What is the very best career advice you’ve ever received?

H: My friend Fadia Kader, whom I’ve known since my teenage years, coined the phrase “Protect Your Magic,” which you can still see stenciled across America. Whether it’s meeting a business partner named Thompson or finding myself figuratively teleported to Iceland at my lowest point in life, I’ve learned that there’s magic in all of us. It’s an inexhaustible creative force that yearns to be tapped into continuously. For many, their magic can be stifled, sometimes in childhood or as adults through adverse work experiences or relationships. But remember to protect your magic. Magic is imagination. Magic is believing you can fly. Magic is play. Magic gives you the power to create anything. Protect your magic.

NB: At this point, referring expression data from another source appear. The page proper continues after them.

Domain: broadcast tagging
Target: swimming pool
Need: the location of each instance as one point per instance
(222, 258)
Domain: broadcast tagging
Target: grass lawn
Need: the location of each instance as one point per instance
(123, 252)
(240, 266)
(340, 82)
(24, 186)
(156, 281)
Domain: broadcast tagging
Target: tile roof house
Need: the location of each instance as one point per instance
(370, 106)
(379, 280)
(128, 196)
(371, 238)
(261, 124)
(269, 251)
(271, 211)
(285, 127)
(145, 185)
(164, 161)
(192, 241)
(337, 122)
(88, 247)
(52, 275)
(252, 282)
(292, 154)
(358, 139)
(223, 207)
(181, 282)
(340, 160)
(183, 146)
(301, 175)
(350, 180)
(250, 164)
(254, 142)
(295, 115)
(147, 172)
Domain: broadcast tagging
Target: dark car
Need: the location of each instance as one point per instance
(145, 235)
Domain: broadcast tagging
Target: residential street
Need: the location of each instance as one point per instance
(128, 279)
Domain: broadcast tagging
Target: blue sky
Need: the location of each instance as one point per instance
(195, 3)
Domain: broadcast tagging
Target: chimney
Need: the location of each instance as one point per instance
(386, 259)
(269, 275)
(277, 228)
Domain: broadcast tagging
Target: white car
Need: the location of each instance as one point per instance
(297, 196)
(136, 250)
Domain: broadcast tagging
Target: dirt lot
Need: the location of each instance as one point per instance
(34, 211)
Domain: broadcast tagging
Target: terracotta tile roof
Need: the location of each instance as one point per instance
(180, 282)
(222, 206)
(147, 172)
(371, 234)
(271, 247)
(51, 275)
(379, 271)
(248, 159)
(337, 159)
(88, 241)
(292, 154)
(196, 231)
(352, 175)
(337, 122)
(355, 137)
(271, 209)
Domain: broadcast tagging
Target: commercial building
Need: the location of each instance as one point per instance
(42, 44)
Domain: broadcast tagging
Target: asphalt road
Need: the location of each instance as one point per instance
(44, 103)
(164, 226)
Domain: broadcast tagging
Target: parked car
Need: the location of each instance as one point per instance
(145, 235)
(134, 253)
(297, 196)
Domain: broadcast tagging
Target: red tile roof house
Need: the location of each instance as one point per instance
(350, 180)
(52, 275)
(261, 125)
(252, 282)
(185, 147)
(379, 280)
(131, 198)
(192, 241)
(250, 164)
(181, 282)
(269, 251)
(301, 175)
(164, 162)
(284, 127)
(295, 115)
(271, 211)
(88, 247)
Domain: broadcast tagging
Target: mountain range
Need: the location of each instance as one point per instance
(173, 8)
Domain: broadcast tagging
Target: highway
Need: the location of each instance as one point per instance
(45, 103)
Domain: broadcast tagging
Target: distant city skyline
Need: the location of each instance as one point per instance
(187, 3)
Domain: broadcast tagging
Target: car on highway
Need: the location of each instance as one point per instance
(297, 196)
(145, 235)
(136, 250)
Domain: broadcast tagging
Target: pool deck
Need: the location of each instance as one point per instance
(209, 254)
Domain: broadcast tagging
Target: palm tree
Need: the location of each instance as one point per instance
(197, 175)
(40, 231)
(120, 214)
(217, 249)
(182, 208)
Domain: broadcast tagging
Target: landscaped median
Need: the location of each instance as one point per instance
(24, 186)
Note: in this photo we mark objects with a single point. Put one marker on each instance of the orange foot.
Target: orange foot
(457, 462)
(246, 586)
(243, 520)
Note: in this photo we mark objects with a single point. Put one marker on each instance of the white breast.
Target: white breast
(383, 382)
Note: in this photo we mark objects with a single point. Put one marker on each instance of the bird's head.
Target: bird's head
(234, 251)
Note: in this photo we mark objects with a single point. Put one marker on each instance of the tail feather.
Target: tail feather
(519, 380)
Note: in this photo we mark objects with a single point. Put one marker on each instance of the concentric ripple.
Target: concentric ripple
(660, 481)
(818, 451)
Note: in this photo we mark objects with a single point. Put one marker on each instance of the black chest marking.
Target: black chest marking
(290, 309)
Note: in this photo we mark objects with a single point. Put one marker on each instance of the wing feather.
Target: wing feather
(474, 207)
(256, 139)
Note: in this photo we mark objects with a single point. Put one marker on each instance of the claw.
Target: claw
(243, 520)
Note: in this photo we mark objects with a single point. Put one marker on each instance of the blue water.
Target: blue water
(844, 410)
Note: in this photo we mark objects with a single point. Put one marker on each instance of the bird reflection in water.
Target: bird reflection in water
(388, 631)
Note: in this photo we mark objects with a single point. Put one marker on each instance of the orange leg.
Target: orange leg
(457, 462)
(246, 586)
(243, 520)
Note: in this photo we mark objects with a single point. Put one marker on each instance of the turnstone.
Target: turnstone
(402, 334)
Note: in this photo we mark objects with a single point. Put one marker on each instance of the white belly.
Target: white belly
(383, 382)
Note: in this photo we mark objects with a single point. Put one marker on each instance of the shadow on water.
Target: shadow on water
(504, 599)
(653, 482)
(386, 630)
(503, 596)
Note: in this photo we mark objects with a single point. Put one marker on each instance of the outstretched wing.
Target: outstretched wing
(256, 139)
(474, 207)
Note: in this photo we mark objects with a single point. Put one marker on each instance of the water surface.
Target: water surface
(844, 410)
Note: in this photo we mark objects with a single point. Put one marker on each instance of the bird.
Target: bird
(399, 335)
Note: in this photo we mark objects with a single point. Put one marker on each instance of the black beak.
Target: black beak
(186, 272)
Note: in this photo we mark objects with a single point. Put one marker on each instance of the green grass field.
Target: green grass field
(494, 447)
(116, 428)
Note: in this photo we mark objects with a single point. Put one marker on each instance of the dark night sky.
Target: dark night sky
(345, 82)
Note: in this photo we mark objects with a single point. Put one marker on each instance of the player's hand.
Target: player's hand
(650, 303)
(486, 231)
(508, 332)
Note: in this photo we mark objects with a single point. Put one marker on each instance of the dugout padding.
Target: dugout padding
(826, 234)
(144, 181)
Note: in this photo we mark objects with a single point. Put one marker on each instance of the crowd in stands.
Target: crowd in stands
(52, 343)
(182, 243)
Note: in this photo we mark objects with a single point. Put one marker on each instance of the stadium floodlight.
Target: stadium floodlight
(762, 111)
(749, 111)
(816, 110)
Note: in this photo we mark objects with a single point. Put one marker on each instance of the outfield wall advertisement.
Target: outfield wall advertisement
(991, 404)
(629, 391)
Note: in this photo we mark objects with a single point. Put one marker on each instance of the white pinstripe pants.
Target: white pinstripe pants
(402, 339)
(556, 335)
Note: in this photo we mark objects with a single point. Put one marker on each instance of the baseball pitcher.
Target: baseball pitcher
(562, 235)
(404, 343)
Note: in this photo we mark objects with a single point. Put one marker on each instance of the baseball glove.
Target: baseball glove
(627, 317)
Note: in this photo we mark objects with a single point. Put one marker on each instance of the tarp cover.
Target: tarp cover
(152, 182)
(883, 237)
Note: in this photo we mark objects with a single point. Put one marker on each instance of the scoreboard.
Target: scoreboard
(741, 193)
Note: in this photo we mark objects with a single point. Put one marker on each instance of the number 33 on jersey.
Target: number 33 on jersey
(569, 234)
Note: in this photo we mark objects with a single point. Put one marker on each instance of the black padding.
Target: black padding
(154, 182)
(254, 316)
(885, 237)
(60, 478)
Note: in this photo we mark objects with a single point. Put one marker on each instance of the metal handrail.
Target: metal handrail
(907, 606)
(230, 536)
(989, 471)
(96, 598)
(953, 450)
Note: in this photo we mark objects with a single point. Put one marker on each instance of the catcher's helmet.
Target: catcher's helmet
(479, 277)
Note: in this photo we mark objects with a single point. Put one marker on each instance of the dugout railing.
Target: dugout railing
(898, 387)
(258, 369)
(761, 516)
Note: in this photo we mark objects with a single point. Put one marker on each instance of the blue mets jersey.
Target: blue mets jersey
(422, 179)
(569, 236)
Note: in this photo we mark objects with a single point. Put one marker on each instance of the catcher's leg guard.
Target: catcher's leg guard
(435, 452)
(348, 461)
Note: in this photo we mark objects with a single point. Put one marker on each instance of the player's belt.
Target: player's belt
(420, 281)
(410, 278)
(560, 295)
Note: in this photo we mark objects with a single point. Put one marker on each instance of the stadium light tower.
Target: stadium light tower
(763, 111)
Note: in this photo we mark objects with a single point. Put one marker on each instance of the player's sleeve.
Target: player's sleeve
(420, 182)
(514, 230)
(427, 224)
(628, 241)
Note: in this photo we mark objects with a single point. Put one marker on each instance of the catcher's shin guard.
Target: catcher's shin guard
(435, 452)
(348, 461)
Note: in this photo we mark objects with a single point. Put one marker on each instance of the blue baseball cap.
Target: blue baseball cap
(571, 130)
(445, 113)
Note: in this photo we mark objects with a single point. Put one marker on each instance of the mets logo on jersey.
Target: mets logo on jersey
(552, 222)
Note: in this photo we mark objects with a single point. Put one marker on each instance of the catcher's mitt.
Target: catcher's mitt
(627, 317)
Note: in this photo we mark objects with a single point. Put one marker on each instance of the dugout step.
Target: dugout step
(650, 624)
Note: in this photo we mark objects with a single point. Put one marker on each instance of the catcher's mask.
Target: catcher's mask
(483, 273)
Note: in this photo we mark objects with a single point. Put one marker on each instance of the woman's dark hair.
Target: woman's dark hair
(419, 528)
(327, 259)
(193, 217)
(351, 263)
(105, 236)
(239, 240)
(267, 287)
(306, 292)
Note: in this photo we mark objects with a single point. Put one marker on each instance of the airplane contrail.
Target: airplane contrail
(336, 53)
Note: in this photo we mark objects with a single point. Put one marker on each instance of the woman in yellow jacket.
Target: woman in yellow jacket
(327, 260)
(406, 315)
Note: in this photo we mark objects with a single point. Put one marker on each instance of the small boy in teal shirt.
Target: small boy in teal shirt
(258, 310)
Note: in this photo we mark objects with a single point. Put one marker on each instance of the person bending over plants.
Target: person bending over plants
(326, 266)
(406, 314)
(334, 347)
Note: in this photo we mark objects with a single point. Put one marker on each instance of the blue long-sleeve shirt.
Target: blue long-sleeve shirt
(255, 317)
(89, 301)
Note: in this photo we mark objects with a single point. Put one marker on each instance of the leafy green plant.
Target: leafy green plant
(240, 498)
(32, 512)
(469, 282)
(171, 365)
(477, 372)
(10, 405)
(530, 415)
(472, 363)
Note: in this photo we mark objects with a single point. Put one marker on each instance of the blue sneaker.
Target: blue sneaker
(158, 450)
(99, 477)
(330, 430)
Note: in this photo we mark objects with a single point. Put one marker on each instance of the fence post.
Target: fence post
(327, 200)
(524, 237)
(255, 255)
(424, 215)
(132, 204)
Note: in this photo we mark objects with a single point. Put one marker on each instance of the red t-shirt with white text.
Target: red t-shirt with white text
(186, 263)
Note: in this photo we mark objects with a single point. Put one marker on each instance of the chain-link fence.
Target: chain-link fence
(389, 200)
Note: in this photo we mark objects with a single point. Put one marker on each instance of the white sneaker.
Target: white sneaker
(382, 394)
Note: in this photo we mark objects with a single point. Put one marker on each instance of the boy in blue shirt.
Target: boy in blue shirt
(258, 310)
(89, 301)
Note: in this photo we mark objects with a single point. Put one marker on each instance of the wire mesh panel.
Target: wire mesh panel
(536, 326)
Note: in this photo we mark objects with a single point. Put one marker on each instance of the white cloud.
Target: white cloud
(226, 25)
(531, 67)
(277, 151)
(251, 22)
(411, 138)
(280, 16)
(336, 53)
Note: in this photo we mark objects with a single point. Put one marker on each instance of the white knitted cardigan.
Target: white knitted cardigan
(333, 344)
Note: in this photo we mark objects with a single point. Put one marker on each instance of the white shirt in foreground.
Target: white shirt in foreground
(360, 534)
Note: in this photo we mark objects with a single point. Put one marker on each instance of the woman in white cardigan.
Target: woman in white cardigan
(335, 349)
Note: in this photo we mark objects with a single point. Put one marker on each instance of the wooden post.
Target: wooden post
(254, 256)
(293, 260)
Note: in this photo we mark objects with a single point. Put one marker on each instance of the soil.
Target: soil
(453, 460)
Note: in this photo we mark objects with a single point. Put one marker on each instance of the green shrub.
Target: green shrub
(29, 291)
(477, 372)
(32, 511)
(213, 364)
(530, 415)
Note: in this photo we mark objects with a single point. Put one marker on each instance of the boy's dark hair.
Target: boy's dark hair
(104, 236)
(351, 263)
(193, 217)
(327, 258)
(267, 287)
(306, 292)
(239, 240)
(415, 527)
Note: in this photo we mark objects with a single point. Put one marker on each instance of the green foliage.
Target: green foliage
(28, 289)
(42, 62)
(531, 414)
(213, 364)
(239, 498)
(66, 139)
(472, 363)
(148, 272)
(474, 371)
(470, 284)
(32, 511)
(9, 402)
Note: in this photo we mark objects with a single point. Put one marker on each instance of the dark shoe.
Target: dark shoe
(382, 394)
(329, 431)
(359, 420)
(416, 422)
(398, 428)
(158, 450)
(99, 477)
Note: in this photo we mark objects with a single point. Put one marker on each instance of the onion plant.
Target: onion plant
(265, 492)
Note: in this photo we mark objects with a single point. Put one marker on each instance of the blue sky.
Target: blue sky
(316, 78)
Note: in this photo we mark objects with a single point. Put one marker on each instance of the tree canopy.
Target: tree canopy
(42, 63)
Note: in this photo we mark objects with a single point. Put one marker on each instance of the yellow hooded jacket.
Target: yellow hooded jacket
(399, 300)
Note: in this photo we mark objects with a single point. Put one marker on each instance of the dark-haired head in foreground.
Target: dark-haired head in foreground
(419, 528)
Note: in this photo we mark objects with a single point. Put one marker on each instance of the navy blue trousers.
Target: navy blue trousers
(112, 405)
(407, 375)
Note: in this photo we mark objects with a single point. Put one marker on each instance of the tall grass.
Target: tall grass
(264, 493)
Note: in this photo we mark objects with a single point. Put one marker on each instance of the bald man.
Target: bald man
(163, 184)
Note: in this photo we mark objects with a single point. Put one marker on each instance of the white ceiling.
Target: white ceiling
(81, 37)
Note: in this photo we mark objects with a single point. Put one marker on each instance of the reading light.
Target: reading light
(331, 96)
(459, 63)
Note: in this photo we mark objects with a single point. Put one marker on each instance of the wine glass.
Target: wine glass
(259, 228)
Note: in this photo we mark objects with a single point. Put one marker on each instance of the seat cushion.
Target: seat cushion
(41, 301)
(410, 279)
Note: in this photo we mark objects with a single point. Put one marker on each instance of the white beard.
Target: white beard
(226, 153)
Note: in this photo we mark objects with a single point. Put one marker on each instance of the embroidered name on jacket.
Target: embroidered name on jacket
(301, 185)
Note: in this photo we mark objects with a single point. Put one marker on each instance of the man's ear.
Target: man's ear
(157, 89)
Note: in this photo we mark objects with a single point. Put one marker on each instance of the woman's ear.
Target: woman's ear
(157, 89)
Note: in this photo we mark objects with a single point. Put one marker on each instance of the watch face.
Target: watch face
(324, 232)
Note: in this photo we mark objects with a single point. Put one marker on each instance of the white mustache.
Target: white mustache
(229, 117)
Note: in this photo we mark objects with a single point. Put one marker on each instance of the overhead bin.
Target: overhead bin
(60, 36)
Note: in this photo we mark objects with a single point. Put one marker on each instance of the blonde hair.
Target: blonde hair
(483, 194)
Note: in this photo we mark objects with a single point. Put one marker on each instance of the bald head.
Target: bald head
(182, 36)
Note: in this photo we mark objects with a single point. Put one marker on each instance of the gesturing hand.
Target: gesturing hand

T: When I was working my first job at Toy, fresh out of the VCU Brandcenter, Ari Merkin said something along the lines of, “We’re all taught to think outside the box, but in advertising, you need to think inside the box.” This became a 10-second Masterclass that shifted my thinking from solving a problem through a “portfolio school” lens to a “proper agency brief” perspective. Briefs are strategically designed for creatives to identify the borders—and then make the box you think within as tight and small as possible. Apply forced constraints to understand what you’re up against and then create the greatest idea within those confines. This approach later connected to a philosophy from one of my favorite books, “The Obstacle is the Way”. What’s in the way becomes the way. Make what’s perceived as a negative to become your greatest strength.